FLAVOR FOLEYの活躍、音楽プロデューサー・TAKの参入も

 また、CIRCRUSHのように、カルチャーの文脈に則った“音楽サークル”的なチーム体制で活動するボカロPも海外で散見されている。アメリカ在住ボカロPによるチーム、フレーヴァー・フォリィ(FLAVOR FOLEY)はそんなユニットのひとつであり、今注目のクリエイターを複数擁するサークルとしても注視したい存在だ。メンバーはJamieP、Vane Lily、ricedeityの3名。全員が音声合成ソフトを使用したオリジナル曲やカバー曲を投稿しており、中でも現在YouTube再生数3500万回超を誇るVane Lily「BUTCHER VANITY」や、初音ミク YouTube公式チャンネルにて投稿されたJamieP「Radiant Revival」などは、目にしたことのあるリスナーも多いのではないだろうか。

BUTCHER VANITY ft. Yi Xi

 また、ricedeityは音楽のみならず映像制作も手掛ける多才さを持ち、メンバー個人の楽曲MVなどにも時折制作で関わっている様子。ユニットでは「ELECTRIC WEEKEND ZONE」をCircus-Pと共作したり、今年5月投稿の「Static」(FLAVOR FOLEY)は考察余地のある作品性を持つということもあり、すでにYouTube再生数700万回を突破するなど、大きな話題となっている。今後もその活躍は、よりワールドワイドなものへ拡大していくだろう。

Static ft. Hatsune Miku

 さらに日本と同様、海外のボカロシーンでも徐々にプロクリエイターのカルチャー参入現象が始まっている。その文脈上ですでにリスナーから耳目を集めているのが、韓国在住の音楽プロデューサー・TAKだ。これまでNCT 127やStray Kids、TWICEといった、数々のK-POPシーンに携わってきた経歴を持つ彼のシーン参入は、まさにビッグニュース。自身2作目のボカロ曲「LEMON MELON COOKIE」は投稿から半年足らずでYouTube再生数700万回再生を突破し、直近の最新作「孤独サイコ」も着実に再生数を伸ばしている。プロキャリアで培われたテクニックを存分に発揮したサウンドに魅了されるリスナーが、世界中で今着々と増え続けている最中なのだろう。

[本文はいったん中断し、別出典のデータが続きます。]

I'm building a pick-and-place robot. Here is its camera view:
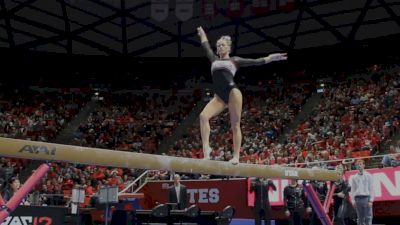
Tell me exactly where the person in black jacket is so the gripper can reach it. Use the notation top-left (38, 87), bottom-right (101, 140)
top-left (310, 181), bottom-right (328, 225)
top-left (283, 179), bottom-right (311, 225)
top-left (333, 164), bottom-right (357, 225)
top-left (250, 178), bottom-right (276, 225)
top-left (168, 174), bottom-right (188, 209)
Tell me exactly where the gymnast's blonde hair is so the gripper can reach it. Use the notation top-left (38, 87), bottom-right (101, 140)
top-left (217, 35), bottom-right (232, 51)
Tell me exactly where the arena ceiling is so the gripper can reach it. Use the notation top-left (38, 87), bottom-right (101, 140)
top-left (0, 0), bottom-right (400, 57)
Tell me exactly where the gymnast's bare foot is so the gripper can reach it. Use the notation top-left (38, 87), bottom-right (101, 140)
top-left (229, 157), bottom-right (239, 165)
top-left (203, 146), bottom-right (212, 160)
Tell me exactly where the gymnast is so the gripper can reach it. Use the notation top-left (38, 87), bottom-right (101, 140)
top-left (197, 27), bottom-right (287, 164)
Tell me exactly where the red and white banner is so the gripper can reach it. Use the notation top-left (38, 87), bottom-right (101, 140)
top-left (140, 167), bottom-right (400, 218)
top-left (251, 0), bottom-right (271, 15)
top-left (151, 0), bottom-right (169, 22)
top-left (201, 0), bottom-right (218, 19)
top-left (175, 0), bottom-right (194, 21)
top-left (345, 167), bottom-right (400, 202)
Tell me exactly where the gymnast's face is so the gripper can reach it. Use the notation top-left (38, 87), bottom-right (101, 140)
top-left (217, 39), bottom-right (231, 58)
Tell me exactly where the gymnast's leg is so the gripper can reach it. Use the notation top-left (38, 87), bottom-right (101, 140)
top-left (200, 95), bottom-right (226, 159)
top-left (228, 88), bottom-right (243, 164)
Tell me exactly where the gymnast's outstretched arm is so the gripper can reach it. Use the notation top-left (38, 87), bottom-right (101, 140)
top-left (232, 53), bottom-right (287, 67)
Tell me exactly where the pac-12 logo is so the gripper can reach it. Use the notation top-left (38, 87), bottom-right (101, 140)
top-left (19, 145), bottom-right (57, 155)
top-left (1, 216), bottom-right (53, 225)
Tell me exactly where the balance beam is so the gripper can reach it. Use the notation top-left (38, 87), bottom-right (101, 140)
top-left (0, 138), bottom-right (339, 181)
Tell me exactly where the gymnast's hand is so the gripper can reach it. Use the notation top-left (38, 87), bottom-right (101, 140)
top-left (264, 53), bottom-right (287, 63)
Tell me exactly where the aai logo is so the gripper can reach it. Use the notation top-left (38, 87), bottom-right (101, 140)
top-left (18, 145), bottom-right (57, 155)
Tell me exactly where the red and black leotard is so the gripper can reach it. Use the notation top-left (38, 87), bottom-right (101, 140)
top-left (202, 42), bottom-right (265, 104)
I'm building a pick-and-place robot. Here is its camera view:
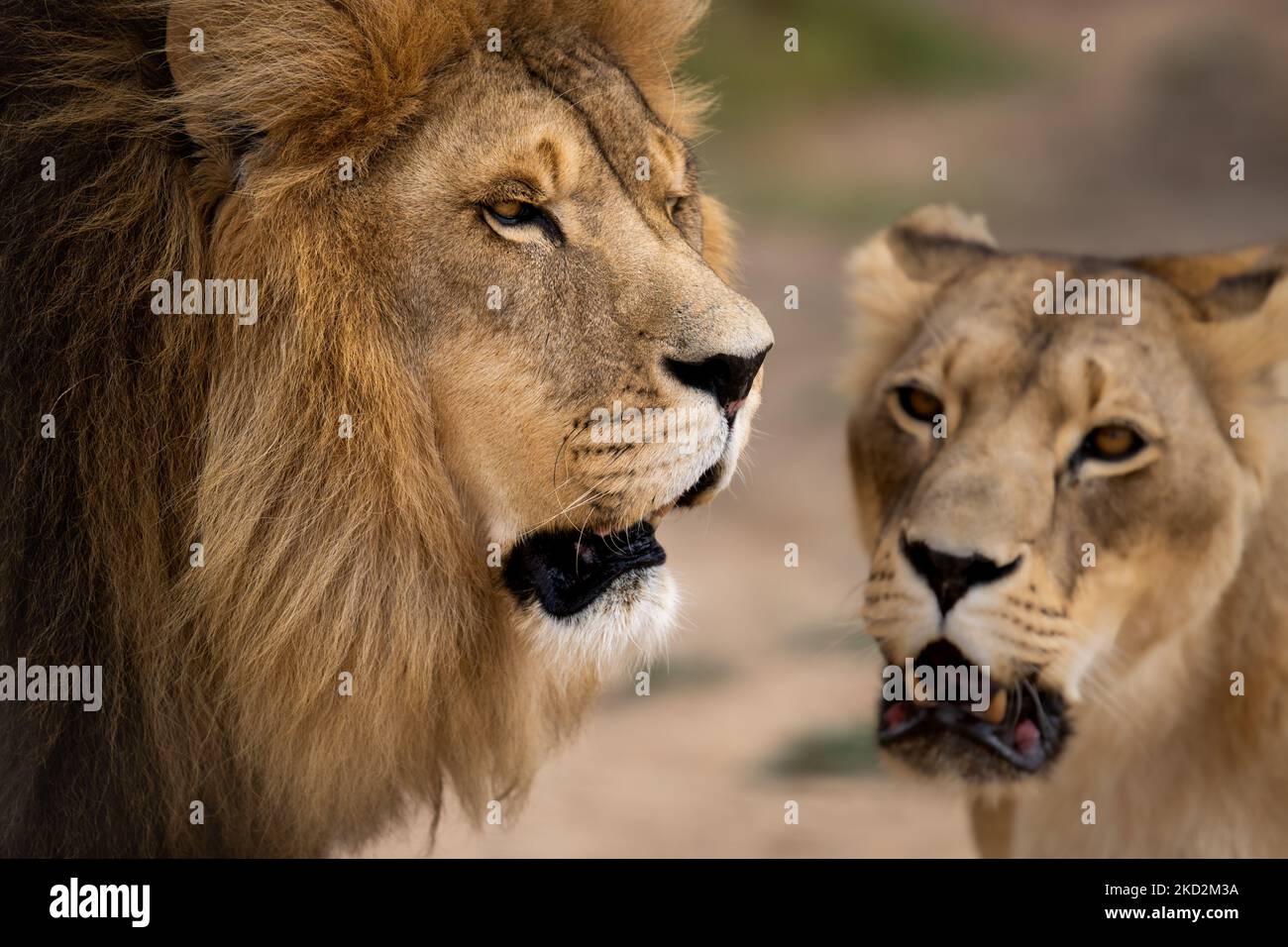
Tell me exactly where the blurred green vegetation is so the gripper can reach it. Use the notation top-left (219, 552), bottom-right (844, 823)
top-left (767, 717), bottom-right (880, 777)
top-left (604, 655), bottom-right (733, 703)
top-left (690, 0), bottom-right (1030, 128)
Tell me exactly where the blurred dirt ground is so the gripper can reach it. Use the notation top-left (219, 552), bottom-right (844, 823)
top-left (365, 0), bottom-right (1288, 857)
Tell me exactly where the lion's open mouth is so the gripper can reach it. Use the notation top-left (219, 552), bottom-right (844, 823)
top-left (877, 640), bottom-right (1069, 780)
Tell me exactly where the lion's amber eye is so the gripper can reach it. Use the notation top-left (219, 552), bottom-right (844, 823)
top-left (897, 385), bottom-right (944, 424)
top-left (1082, 424), bottom-right (1145, 460)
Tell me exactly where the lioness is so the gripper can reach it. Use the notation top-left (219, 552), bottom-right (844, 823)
top-left (849, 207), bottom-right (1288, 856)
top-left (0, 0), bottom-right (773, 856)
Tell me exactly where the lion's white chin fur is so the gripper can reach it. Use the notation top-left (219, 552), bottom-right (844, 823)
top-left (519, 566), bottom-right (680, 677)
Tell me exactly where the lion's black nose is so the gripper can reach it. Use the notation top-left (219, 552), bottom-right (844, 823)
top-left (664, 346), bottom-right (773, 419)
top-left (903, 537), bottom-right (1020, 614)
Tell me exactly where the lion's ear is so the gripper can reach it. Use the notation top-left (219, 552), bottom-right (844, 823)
top-left (847, 205), bottom-right (997, 389)
top-left (1185, 266), bottom-right (1288, 382)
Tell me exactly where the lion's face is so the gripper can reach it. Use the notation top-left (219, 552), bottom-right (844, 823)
top-left (376, 38), bottom-right (773, 657)
top-left (850, 207), bottom-right (1277, 780)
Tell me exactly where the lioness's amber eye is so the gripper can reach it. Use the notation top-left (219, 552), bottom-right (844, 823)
top-left (486, 201), bottom-right (541, 227)
top-left (898, 385), bottom-right (944, 424)
top-left (1082, 424), bottom-right (1145, 460)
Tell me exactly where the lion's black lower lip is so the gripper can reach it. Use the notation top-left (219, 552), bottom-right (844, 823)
top-left (503, 522), bottom-right (666, 618)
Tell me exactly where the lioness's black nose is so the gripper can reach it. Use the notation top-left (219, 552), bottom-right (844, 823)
top-left (664, 346), bottom-right (773, 417)
top-left (903, 539), bottom-right (1020, 614)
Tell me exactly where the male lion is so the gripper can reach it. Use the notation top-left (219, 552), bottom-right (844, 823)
top-left (849, 207), bottom-right (1288, 856)
top-left (0, 0), bottom-right (772, 856)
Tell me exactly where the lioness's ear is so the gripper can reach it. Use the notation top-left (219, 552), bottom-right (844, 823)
top-left (847, 205), bottom-right (997, 389)
top-left (1127, 245), bottom-right (1288, 384)
top-left (1185, 268), bottom-right (1288, 384)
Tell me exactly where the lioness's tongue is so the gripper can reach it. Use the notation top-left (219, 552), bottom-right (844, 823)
top-left (505, 523), bottom-right (666, 618)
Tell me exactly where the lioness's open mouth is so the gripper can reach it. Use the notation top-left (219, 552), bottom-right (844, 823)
top-left (877, 640), bottom-right (1069, 780)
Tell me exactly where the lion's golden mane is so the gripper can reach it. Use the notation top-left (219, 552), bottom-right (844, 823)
top-left (0, 0), bottom-right (704, 856)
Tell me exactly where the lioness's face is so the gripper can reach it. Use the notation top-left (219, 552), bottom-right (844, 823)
top-left (381, 38), bottom-right (773, 656)
top-left (850, 236), bottom-right (1252, 780)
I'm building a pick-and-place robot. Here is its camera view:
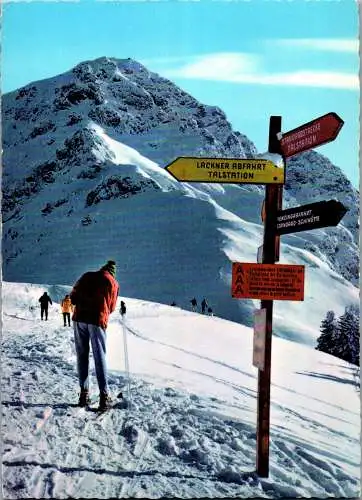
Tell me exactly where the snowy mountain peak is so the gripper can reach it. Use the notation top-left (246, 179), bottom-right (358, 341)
top-left (2, 57), bottom-right (359, 343)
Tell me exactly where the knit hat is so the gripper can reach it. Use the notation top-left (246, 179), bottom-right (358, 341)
top-left (101, 260), bottom-right (116, 277)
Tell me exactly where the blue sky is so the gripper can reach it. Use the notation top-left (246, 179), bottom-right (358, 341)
top-left (2, 0), bottom-right (359, 186)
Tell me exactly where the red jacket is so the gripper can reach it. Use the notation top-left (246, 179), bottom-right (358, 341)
top-left (70, 270), bottom-right (119, 329)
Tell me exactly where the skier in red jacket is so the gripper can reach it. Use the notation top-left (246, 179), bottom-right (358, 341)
top-left (70, 260), bottom-right (119, 410)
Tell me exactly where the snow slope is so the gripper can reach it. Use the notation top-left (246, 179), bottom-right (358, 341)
top-left (2, 282), bottom-right (360, 498)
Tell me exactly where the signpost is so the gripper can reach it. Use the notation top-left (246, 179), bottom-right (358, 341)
top-left (231, 262), bottom-right (304, 300)
top-left (276, 200), bottom-right (347, 235)
top-left (280, 113), bottom-right (344, 158)
top-left (165, 157), bottom-right (284, 184)
top-left (165, 113), bottom-right (347, 477)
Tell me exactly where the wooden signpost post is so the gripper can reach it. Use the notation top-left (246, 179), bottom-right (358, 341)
top-left (165, 113), bottom-right (347, 477)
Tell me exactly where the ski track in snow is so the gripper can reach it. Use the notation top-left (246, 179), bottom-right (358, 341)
top-left (2, 285), bottom-right (359, 498)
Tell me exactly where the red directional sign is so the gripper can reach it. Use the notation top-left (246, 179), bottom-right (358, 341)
top-left (280, 112), bottom-right (344, 158)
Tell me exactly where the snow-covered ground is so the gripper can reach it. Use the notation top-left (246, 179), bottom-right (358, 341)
top-left (1, 282), bottom-right (360, 499)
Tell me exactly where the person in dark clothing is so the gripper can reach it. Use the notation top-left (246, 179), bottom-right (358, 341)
top-left (190, 297), bottom-right (197, 311)
top-left (39, 292), bottom-right (53, 320)
top-left (119, 300), bottom-right (127, 318)
top-left (70, 260), bottom-right (119, 411)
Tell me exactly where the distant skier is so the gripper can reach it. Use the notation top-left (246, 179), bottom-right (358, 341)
top-left (39, 292), bottom-right (53, 320)
top-left (60, 295), bottom-right (74, 326)
top-left (190, 297), bottom-right (197, 311)
top-left (119, 300), bottom-right (127, 318)
top-left (70, 260), bottom-right (119, 411)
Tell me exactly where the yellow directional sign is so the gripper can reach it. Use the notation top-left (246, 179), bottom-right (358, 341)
top-left (165, 156), bottom-right (284, 184)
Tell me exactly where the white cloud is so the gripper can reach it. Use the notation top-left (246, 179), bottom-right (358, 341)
top-left (163, 53), bottom-right (359, 90)
top-left (168, 52), bottom-right (258, 79)
top-left (268, 38), bottom-right (359, 54)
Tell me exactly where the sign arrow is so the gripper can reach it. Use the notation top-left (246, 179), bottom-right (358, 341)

[MV] TAK - ‘孤独サイコ (Psycho Mode)’ feat. 初音ミク

 近年のシーンはまさに“多様性”という言葉に象徴される拡張を見せている。こうしてVOCALOIDが国境を越え、よりさまざまな人々に親しまれる音楽となることで、ボカロカルチャー自体が持つ多様性もさらに深度の高いものとなるはずだ。将来的には従来の日本の文化にはない、各国独自のボカロカルチャーが世界中で産声を上げ育っていく可能性もある。今後も日本のみならず世界を舞台に、より多様になっていくボカロカルチャーの行く先を、引き続き大きな期待とともに見守っていきたい。